Geralt descolgó de su cinturón un saquito y lo sostuvo en la mano, agarrándolo por la correa.
—No me vas a poder sobornar —dijo con orgullo el cancerbero.
—Ni lo pienso.
El portero era demasiado voluminoso para tener reflejos que le permitieran esquivar o protegerse del golpe imprevisto de una persona común y corriente. Ante el golpe del brujo no le dio tiempo ni a cerrar los ojos. El pesado saquito se aplastó contra su sien con un sonido metálico. Se desplomó sobre la puerta, apoyándose con las dos manos en el marco. Geralt lo separó de allí a base de patadas en las rodillas, le empujó con el hombro y descargó de nuevo el saquito contra él. Los ojos del portero se enturbiaron y bizquearon de una forma cómica, los pies se abrieron como un cortaplumas. El brujo, viendo como el mozallón, aunque ya casi inconsciente, agitaba todavía los brazos alrededor de él, lo golpeó con fuerza por tercera vez, directamente en la coronilla.
—El dinero —murmuró— abre todas las puertas.
El zaguán estaba oscuro. Desde una puerta a la izquierda le llegaban unos ronquidos. El brujo miró con cuidado. En un desordenado camastro dormía, silbando por la nariz, una gorda con un camisón levantado por encima de las caderas. No era la vista más hermosa del mundo. Geralt metió al portero en la habitacioncilla y cerró la puerta con el cerrojo.
A la derecha había otra puerta, entreabierta, y detrás de ella unas escaleras de piedra que conducían arriba. El brujo iba ya a pasarlas por alto cuando desde arriba le alcanzaron unas apagadas maldiciones, un estrépito y un ruido seco de vajilla rompiéndose.
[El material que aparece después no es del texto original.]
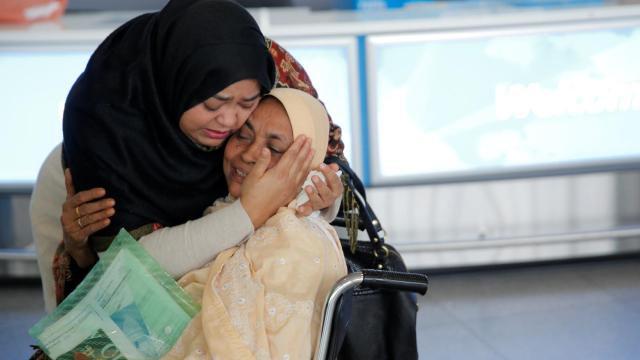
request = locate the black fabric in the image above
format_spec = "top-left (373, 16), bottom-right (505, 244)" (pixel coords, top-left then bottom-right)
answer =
top-left (63, 0), bottom-right (275, 235)
top-left (325, 157), bottom-right (418, 360)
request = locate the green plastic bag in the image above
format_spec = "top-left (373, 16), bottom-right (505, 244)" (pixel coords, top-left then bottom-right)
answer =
top-left (29, 229), bottom-right (200, 360)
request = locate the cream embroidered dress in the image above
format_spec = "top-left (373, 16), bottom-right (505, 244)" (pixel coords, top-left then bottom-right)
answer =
top-left (165, 197), bottom-right (347, 360)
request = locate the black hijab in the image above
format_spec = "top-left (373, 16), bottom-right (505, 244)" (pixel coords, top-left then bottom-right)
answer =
top-left (63, 0), bottom-right (275, 235)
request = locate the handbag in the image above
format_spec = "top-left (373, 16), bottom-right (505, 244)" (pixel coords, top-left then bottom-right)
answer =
top-left (327, 157), bottom-right (418, 360)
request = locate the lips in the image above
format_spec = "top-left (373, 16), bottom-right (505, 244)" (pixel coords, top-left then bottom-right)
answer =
top-left (231, 166), bottom-right (249, 184)
top-left (203, 129), bottom-right (231, 140)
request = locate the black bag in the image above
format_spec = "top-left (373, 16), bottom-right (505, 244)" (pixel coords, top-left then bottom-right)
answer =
top-left (327, 158), bottom-right (418, 360)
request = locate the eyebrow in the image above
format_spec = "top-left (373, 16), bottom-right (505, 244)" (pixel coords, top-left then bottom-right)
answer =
top-left (213, 92), bottom-right (260, 102)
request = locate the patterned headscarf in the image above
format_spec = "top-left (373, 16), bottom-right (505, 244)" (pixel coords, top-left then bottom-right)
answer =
top-left (265, 38), bottom-right (346, 161)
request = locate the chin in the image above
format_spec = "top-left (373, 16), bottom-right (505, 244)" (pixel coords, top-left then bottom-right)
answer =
top-left (229, 185), bottom-right (240, 199)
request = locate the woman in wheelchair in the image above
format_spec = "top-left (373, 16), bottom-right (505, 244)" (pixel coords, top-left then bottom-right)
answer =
top-left (60, 88), bottom-right (347, 359)
top-left (166, 89), bottom-right (347, 359)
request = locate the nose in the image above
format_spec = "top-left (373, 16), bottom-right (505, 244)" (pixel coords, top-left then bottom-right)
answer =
top-left (241, 141), bottom-right (262, 164)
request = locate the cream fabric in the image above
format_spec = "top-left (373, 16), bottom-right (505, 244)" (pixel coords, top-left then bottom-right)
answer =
top-left (29, 144), bottom-right (67, 313)
top-left (165, 198), bottom-right (347, 360)
top-left (165, 89), bottom-right (347, 360)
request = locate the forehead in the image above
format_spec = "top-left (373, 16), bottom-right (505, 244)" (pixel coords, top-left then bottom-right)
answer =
top-left (251, 96), bottom-right (293, 135)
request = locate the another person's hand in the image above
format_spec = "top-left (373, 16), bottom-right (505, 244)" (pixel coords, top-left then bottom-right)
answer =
top-left (297, 164), bottom-right (344, 216)
top-left (60, 169), bottom-right (115, 268)
top-left (240, 135), bottom-right (314, 229)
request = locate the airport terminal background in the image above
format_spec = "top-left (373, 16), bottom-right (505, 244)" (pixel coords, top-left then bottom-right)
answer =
top-left (0, 0), bottom-right (640, 359)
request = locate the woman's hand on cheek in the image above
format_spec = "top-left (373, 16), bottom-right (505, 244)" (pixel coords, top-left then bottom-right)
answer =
top-left (60, 169), bottom-right (115, 267)
top-left (297, 164), bottom-right (344, 216)
top-left (240, 136), bottom-right (313, 229)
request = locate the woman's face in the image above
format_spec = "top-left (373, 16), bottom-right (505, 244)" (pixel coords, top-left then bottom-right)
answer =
top-left (223, 97), bottom-right (293, 198)
top-left (180, 80), bottom-right (260, 147)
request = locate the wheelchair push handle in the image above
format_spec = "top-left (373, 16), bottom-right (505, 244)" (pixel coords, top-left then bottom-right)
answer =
top-left (360, 269), bottom-right (429, 295)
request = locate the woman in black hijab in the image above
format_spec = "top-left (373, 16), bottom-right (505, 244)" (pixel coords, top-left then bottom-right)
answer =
top-left (54, 0), bottom-right (342, 300)
top-left (63, 0), bottom-right (275, 235)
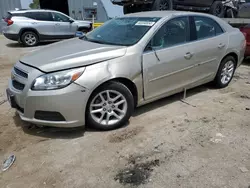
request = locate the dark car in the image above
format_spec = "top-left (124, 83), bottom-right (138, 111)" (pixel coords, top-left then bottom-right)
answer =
top-left (112, 0), bottom-right (224, 17)
top-left (240, 24), bottom-right (250, 57)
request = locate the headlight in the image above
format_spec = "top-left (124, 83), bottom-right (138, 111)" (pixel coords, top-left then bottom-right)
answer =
top-left (31, 68), bottom-right (85, 90)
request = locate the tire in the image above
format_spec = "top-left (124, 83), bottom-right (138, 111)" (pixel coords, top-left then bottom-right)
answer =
top-left (209, 1), bottom-right (225, 18)
top-left (214, 56), bottom-right (236, 88)
top-left (86, 82), bottom-right (134, 131)
top-left (152, 0), bottom-right (173, 10)
top-left (21, 31), bottom-right (39, 47)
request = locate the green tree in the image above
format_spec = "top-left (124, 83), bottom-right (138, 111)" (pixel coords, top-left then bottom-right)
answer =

El cuarto era una cocina muy grande, llena de utensilios, con olor a hierbas y maderas resinosas. Sobre el suelo de piedra, entre fragmentos de un jarro de barro, blasfemaba un hombre completamente desnudo con la cabeza bajada.
—Zumo de manzana, su puta madre —balbuceó, agitando la cabeza como un carnero que por error hubiera embestido la muralla de una fortaleza—. Zumo… de manzana. ¿Dónde… dónde está el servicio?
—¿Qué dice? —preguntó con voz cortés el brujo.
El hombre alzó la cabeza y tragó saliva. Tenía los ojos perdidos y muy enrojecidos.
—Ella quiere zumo de manzana —anunció, después de lo cual, levantándose con grandes trabajos, se sentó en un taburete cubierto de una piel de cordero y se apoyó en la estufa—. Tengo que… llevárselo arriba, porque si no…
—¿Tengo el honor de hablar con el mercader Beau Berrant?
—Más bajo. —El hombre torció el gesto dolorosamente—. No grites. Escucha, ahí en el barrilete… Zumo. De manzana. Échalo en algo… y ayúdame a llegar a la escalera, ¿vale?
Geralt se encogió de hombros, luego movió la cabeza con compasión. Él, por lo general, evitaba los excesos alcohólicos, pero el estado en que se encontraba el mercader no le era desconocido del todo. Encontró entre los cacharros un jarrón y un vaso de cinc, sacó el zumo del barrilete. Escuchó ronquidos y se dio la vuelta. El hombre desnudo dormía, con la cabeza echada sobre el pecho.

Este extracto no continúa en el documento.